Ukraine’s northern Kharkiv counteroffensive has not yet culminated after one month of
successful operations and is now advancing into western Luhansk Oblast. Ukrainian forces
captured Hrekivka and Makiivka in western Luhansk Oblast (approximately 20 km southwest of
Svatove) on October 5.
Luhansk Oblast Head Serhiy Haidai reported that Ukrainian forces have begun
liberating unspecified villages in Luhansk Oblast on October 5.
Ukrainian forces began the maneuver
phase of their counteroffensive in Kharkiv Oblast— which has now reached Luhansk Oblast—on
September 6.
Russian forces have failed to hold the banks of the Oskil and Siverskyi Donets rivers and
leverage them as natural boundaries to prevent Ukrainian forces from projecting into vulnerable
sections of Russian-occupied northeast Ukraine.
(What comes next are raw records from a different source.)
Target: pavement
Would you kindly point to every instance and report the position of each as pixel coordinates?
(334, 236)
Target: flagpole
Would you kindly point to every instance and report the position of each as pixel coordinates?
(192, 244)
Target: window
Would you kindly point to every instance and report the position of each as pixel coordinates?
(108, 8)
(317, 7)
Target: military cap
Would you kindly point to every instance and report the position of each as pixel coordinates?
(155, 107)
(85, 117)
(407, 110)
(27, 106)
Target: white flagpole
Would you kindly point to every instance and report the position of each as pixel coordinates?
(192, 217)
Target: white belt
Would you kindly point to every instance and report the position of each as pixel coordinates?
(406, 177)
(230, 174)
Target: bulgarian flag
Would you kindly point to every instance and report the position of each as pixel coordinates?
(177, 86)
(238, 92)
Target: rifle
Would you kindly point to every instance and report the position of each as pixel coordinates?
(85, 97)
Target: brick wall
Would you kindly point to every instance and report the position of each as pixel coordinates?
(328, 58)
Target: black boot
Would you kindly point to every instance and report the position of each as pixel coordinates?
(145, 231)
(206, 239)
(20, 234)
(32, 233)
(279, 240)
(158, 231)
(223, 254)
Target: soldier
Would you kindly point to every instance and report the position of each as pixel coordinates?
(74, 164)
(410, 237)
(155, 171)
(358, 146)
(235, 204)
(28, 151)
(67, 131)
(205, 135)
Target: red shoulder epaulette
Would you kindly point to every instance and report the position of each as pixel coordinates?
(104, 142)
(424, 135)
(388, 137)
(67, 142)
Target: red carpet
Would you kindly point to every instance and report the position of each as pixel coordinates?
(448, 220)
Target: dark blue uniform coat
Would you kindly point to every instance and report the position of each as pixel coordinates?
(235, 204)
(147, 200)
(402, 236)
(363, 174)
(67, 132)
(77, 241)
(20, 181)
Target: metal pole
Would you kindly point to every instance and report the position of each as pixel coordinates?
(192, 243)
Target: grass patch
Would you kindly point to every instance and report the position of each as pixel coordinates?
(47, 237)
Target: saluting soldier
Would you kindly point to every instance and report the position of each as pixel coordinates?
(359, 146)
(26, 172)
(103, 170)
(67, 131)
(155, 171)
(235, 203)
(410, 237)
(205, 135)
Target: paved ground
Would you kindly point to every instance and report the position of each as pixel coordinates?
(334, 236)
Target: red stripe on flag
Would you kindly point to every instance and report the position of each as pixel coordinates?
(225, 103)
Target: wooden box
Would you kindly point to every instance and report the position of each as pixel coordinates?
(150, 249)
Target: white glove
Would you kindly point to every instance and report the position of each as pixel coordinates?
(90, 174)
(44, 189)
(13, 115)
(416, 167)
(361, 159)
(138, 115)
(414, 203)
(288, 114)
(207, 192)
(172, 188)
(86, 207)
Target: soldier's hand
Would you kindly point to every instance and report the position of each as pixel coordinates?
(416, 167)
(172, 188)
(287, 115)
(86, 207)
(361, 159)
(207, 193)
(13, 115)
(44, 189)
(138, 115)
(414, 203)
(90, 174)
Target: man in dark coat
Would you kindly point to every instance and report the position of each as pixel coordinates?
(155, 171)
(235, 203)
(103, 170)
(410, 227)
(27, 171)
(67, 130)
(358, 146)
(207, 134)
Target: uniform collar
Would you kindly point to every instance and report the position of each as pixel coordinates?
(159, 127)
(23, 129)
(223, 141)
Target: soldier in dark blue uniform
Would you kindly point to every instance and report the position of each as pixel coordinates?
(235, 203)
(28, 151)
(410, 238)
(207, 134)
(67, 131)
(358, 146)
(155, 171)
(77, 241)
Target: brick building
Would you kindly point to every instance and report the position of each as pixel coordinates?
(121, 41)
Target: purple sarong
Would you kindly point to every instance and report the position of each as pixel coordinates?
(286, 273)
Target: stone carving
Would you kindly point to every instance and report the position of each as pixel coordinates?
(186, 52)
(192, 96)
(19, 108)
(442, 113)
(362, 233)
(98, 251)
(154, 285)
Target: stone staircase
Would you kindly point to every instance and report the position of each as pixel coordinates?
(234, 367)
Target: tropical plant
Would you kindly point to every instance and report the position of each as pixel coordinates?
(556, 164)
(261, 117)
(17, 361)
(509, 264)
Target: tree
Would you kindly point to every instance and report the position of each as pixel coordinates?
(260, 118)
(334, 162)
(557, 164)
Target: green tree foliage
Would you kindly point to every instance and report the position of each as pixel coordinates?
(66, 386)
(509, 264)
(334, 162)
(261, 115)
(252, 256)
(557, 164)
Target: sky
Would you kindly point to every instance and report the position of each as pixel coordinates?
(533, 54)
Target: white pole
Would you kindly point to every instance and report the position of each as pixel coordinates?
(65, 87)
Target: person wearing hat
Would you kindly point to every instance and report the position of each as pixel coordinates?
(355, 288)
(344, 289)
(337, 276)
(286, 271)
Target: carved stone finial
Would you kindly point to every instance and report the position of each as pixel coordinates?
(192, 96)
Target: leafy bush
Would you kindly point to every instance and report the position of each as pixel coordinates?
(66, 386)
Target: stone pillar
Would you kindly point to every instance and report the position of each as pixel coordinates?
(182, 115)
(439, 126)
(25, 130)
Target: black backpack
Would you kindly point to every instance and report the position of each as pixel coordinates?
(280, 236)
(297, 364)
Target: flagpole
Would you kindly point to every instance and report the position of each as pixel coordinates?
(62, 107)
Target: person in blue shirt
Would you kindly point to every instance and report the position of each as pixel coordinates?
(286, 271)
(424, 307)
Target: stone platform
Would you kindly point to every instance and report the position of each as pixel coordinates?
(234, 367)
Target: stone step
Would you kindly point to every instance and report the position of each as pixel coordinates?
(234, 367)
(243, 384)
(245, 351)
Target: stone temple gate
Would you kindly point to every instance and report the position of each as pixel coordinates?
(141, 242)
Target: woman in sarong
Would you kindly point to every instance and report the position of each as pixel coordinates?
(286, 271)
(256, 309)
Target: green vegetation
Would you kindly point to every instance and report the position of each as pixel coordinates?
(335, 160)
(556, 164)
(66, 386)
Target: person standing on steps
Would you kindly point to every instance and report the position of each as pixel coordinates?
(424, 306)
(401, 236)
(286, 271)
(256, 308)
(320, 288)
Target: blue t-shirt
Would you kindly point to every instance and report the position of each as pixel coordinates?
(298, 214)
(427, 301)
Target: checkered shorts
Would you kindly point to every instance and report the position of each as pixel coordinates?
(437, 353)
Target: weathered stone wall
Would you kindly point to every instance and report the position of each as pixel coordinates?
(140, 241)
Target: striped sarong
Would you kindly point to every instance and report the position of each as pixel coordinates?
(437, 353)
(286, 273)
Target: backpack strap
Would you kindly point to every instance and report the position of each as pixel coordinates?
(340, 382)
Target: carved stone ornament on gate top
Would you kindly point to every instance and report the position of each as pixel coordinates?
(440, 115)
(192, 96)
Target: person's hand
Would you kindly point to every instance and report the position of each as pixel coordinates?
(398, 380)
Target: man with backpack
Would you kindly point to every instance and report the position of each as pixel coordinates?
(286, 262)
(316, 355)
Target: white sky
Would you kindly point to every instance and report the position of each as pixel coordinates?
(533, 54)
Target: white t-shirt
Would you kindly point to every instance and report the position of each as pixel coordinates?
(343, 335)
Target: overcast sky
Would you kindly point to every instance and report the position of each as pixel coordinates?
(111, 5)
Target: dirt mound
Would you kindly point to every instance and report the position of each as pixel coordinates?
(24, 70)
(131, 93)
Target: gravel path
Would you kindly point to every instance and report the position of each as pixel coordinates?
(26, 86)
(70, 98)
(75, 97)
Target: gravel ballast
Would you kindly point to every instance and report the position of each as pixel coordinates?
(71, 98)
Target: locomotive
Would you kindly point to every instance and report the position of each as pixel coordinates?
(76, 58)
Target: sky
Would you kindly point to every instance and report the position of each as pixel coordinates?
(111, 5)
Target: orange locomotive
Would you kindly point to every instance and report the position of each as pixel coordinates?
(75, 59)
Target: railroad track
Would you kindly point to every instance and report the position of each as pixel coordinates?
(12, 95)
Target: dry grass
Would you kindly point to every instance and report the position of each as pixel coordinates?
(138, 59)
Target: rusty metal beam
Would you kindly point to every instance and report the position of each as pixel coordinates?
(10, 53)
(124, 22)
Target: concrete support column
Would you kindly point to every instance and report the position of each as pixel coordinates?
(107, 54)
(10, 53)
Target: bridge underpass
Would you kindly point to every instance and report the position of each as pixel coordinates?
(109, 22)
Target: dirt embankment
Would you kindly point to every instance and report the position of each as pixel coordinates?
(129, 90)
The terrain in western Luhansk is suitable for the kind
of rapid maneuver warfare that Ukrainian forces used effectively in eastern Kharkiv Oblast in early
September, and there are no indications from open sources that the Russian military has substantially
reinforced western Luhansk Oblast. Ukraine’s ongoing northern and southern counteroffensives are
likely forcing the Kremlin to prioritize the defense of one area of operations at the expense of another,
potentially increasing the likelihood of Ukrainian success in both.
Russian forces conducted a Shahed-136 drone strike against Bila Tserkva, Kyiv Oblast,
on October 5, the first Russian strike in Kyiv Oblast since June.
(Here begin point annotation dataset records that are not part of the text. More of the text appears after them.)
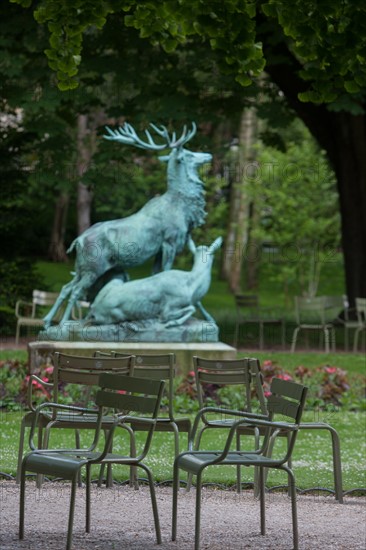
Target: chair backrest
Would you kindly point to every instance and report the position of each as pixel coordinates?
(287, 400)
(243, 373)
(132, 396)
(318, 309)
(157, 367)
(85, 371)
(247, 304)
(361, 310)
(310, 310)
(44, 298)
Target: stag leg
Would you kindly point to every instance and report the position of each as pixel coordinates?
(179, 316)
(205, 313)
(65, 292)
(77, 293)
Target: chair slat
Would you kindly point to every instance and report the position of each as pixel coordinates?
(126, 402)
(87, 378)
(154, 373)
(280, 405)
(224, 377)
(130, 384)
(286, 388)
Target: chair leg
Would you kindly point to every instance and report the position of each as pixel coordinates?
(326, 335)
(283, 334)
(261, 335)
(196, 447)
(175, 498)
(332, 339)
(262, 498)
(355, 341)
(153, 502)
(20, 450)
(294, 339)
(17, 334)
(198, 512)
(238, 470)
(293, 506)
(22, 503)
(236, 335)
(71, 511)
(87, 498)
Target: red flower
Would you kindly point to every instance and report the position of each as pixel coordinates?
(331, 370)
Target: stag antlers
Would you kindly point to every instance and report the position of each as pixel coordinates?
(126, 134)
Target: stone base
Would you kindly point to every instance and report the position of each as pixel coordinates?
(193, 330)
(41, 352)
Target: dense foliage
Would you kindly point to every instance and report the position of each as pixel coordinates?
(329, 387)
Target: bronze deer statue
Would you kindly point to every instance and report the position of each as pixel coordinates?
(160, 229)
(170, 297)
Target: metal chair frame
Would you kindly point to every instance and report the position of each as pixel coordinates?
(287, 399)
(141, 396)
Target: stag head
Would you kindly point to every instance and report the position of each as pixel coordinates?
(126, 134)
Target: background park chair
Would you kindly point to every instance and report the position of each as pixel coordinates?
(70, 369)
(30, 314)
(317, 314)
(286, 401)
(244, 375)
(139, 397)
(160, 367)
(361, 320)
(249, 312)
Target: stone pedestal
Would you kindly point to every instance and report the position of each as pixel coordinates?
(150, 330)
(42, 351)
Footage from the aftermath
of the strike shows apparent damage to residential structures.
Russian milbloggers lauded the
destructive capability of the Shahed-136 drones but questioned why Russian forces are using such
technology to target areas deep in the Ukrainian rear and far removed from active combat zones. That
decision fits into the larger pattern of Russian forces expending high-precision technology on areas of
Ukraine that hold limited operational significance.
Russian President Vladimir Putin took measures to assert full Russian control over the
Zaporizhzhia Nuclear Power Plant (ZNPP). Putin issued a decree transferring control of the
ZNPP to Russian state company Rosenergoatom on October 5.
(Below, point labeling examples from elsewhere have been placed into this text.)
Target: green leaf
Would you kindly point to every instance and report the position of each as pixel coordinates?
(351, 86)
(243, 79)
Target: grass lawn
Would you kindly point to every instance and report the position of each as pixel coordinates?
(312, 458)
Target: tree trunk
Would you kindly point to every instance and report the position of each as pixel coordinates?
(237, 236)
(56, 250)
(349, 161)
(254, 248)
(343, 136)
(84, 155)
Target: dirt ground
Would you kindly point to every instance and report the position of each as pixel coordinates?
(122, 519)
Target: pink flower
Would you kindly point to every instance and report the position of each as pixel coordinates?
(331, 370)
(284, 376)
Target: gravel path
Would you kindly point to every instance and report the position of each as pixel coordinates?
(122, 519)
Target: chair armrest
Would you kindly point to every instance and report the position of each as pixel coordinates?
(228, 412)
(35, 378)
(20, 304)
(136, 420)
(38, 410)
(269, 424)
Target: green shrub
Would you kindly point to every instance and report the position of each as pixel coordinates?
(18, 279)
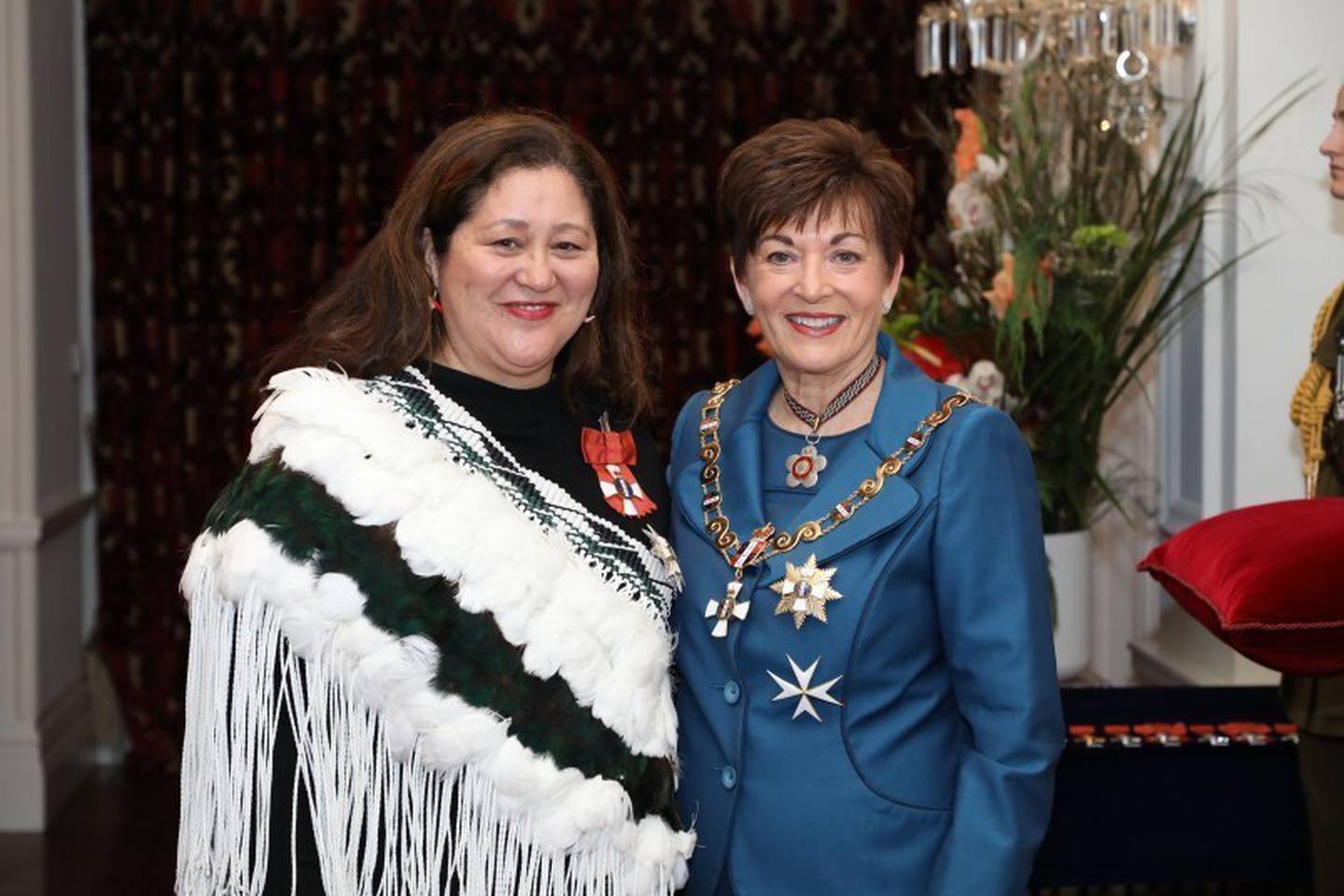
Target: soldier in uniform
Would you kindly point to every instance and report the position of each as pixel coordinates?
(1316, 704)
The ZNPP’s current Ukrainian operator
Energoatom announced that its president assumed the position of General Director of the ZNPP on
October 5.
The Ukrainian General Staff also reported that Russian officials are coercing ZNPP workers
into obtaining Russian passports and signing employment contracts with Rosenergoatom.
International Atomic Energy Agency General Director Rafael Grossi plans to meet with both Ukrainian
and Russian officials this week in Kyiv and Moscow to discuss the creation of a “protective zone” around
the ZNPP.
Russian officials will likely attempt to coerce the IAEA in upcoming discussions and
negotiations into recognizing Rosenergoatom’s official control of the ZNPP, and by implication Russia’s
illegal annexation of Zaporizhia Oblast.
The head of the Chechen Republic, Ramzan Kadyrov, announced that Putin awarded him
the rank of colonel general on October 5.
This promotion is particularly noteworthy in the
context of the recent controversy surrounding Kadyrov and his direct criticism of Central Military
District (CMD) Colonel General Aleksander Lapin, which ISW has previously analyzed.